O autor de tamanha violência à essa família - uma das mais sagradas instituições da cultura brasileira – foi o Estado Militar. O Estado, esse que deveria governar em prol do povo, desmantelou essa e tantas outras famílias. E, engana-se quem pensa que saiu ileso da vivência da ditadura militar: a censura sobre os conteúdos e o controle dos currículos escolares são apenas exemplos de ações militares que afetaram à toda população brasileira naquele período. O controle sobre a educação, naquele período, visava restringir ações educativas que possibilitassem o desenvolvimento do pensamento crítico nos estudantes.

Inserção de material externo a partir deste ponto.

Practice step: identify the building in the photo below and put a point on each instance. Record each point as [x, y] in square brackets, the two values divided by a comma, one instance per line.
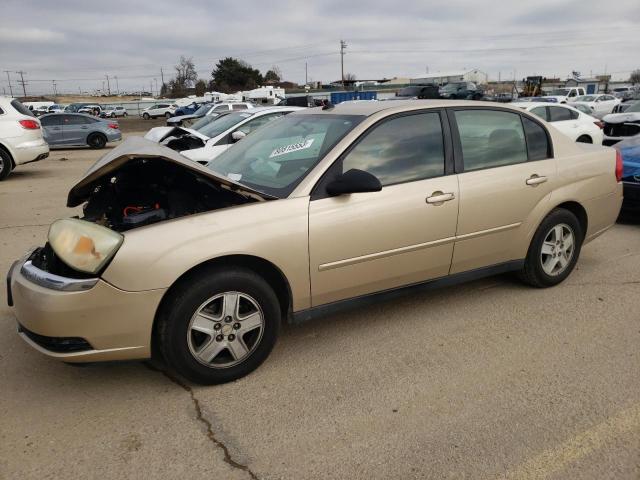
[442, 78]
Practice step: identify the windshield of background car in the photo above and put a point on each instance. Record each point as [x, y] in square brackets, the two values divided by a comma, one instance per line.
[276, 157]
[214, 129]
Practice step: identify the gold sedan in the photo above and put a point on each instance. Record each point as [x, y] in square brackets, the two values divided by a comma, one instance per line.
[323, 209]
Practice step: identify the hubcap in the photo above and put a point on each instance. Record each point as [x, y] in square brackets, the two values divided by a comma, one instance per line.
[225, 330]
[557, 249]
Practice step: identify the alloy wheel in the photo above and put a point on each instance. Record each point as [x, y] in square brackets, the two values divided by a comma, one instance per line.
[557, 249]
[225, 330]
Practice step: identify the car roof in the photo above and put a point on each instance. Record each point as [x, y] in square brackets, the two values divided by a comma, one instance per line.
[371, 107]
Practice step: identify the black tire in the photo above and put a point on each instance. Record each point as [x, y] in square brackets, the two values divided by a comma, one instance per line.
[184, 302]
[533, 272]
[96, 141]
[5, 164]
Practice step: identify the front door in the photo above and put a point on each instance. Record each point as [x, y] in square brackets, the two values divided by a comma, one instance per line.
[506, 177]
[370, 242]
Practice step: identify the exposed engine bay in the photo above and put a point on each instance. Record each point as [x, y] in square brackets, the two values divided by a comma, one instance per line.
[145, 191]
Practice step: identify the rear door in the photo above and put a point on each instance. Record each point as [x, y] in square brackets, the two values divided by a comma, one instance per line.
[75, 129]
[369, 242]
[506, 175]
[52, 127]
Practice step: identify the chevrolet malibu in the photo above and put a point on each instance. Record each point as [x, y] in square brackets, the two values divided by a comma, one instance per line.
[322, 209]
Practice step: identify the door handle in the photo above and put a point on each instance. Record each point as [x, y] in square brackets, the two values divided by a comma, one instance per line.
[438, 198]
[534, 180]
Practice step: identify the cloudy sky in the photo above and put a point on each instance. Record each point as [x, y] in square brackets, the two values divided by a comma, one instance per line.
[78, 42]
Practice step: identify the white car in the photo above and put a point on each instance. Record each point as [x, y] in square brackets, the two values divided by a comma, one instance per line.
[576, 125]
[159, 110]
[111, 111]
[214, 138]
[564, 95]
[21, 138]
[600, 104]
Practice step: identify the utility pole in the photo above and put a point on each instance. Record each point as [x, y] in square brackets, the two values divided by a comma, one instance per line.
[9, 80]
[343, 45]
[24, 90]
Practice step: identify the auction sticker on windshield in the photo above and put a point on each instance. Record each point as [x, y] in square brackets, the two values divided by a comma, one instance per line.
[294, 147]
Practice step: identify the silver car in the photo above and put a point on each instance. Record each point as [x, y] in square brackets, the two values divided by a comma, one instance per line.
[79, 129]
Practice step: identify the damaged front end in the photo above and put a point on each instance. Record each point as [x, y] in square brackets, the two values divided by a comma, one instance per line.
[141, 183]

Os conteúdos e as metodologias de ensino eram planejados de modo a estimular as crianças e adolescentes a desenvolverem uma percepção favorável ao regime militar. Os efeitos dessa educação militar, na qual os estudantes recebiam informações e eram treinados a repeti-las sem criticidade, ainda persistem, dado que a minha geração e a geração de meus pais frequentaram os bancos escolares sob o controle da ditadura militar.

E, não mais que de repente, percebi que o filme Ainda estou aqui me instigou a refletir sobre os aspectos políticos, históricos e sociológicos relativos a ditadura militar. Ainda surpreendida pelas reflexões desencadeadas pelo filme, me dou conta de que há uma dimensão em nossas vidas que pode ser afetada pelos governos ditatoriais que eu, em minha vasta ignorância, não havia considerado: o maior problema de um governo antidemocrático é a perda da autenticidade cotidiana vivenciada por cada um de nós. É a limitação de nossa interação com a vida e com as pessoas. O empobrecimento da variedade cultural, o uniformizar de ações e sentimentos, o desligamento do eu, ser único em minhas complexidades. É a padronização coletiva que anula as individualidades.

Mais do que parabenizar a equipe do filme pelos importantes prêmios recebidos, quero expressar minha imensa gratidão:

Obrigada, Marcelo Rubens Paiva por compartilhar tão íntima e poderosa história: real, pessoal e, ao mesmo tempo, coletiva, dado sua abrangência nacional. Obrigada Meirelles por apresentar essa obra de arte tão sutil e, paradoxalmente, tão complexa. Obrigada Fernanda Torres por mostrar seus sentimentos sem falas, por meio de pequenas movimentações faciais, que nos fazia sentir o turbilhão emotivo vivenciado pela Eunice. E, obrigada Fernanda Montenegro por evidenciar que o sentido da vida nunca é esquecido, mesmo quando aparentemente as luzes já se apagaram.